Auf Loretto und in dem neuen Gewerbegebiet Ziegeleschle wurden Magnetometerprospektionen (auch Geomagnetik genannt) durchgeführt. Auf dem hierdurch angefertigten digitalen Bild ließen sich dort Siedlungsreste erkennen.

Das Magnetfeld der Erde wird durch die magnetischen Eigenschaften verschiedener Materialien, wie Gesteine, Böden, gebrannte Lehmziegel oder Holzreste gestört ‒ also auch von archäologischen Überresten. Zur Aufzeichnung dieser Magnetfeldstörungen kommt ein hochempfindliches Cäsium-Magnetometer auf einem Rollwagen zum Einsatz. Auch Unterschiede zwischen den physikalischen Eigenschaften des Zielobjekts und dem umgebenden Boden lassen sich hierbei messen.

Ausgrabungen
Ziegeleschle
15. März 2023

Die Firma ArchaeoTask hatte das Gelände mit dem Bagger und Sonden durchsucht und es konnten Artefakte aus dem Endneolithikum gefunden werden.

Das Endneolithikum bezeichnet die jüngste neolithische Unterstufe am Übergang zur Bronzezeit. Es wird mit dem Beginn der „Schnurkeramik“ (veraltet auch Streitaxt-Kultur) gleichgesetzt und reicht in Süd- und Mitteldeutschland von ca. 2800–2200 v. Chr.
(*und nein, liebe CDU, „die Eiszeit“ war es nicht.)

Steinaxt aus dem Endneolithikum.
Grabbeigaben aus der Jungsteinzeit.

Eine Silexklinge wird durch Abschlag aus Feuerstein (Silex) hergestellt.

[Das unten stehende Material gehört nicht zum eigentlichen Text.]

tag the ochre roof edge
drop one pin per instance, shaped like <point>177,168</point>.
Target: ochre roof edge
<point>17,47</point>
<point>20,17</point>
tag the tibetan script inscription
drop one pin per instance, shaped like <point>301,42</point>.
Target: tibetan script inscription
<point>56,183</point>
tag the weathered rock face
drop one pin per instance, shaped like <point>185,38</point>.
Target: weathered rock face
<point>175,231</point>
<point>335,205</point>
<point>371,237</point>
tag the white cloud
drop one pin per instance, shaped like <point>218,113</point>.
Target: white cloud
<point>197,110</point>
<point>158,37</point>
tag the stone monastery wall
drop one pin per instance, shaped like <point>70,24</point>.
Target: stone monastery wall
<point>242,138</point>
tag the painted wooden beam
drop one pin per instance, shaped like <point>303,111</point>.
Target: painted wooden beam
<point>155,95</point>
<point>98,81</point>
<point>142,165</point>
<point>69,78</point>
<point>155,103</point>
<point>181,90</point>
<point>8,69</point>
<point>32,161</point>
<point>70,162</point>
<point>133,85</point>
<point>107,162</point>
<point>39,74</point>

Die Artefakte oben wurde beim diesjährigen Römerfest vom Denkmalamt ausgestellt. Dabei war auch noch ein mittelalterlicher Mühlstein, der womöglich als Baumaterial dort oben benutzt wurde.

Fragment eines Mühlsteines aus dem Hochmittelalter (11./12. Jahrhundert)

Bei den Ausgrabungen auf dem Mühlöschle wurden im Jahre 1958 zwei urnenfelderzeitliche Gräber gefunden. Die Urnenfelderkultur (1300 v. Chr. bis 800 v. Chr.) war später.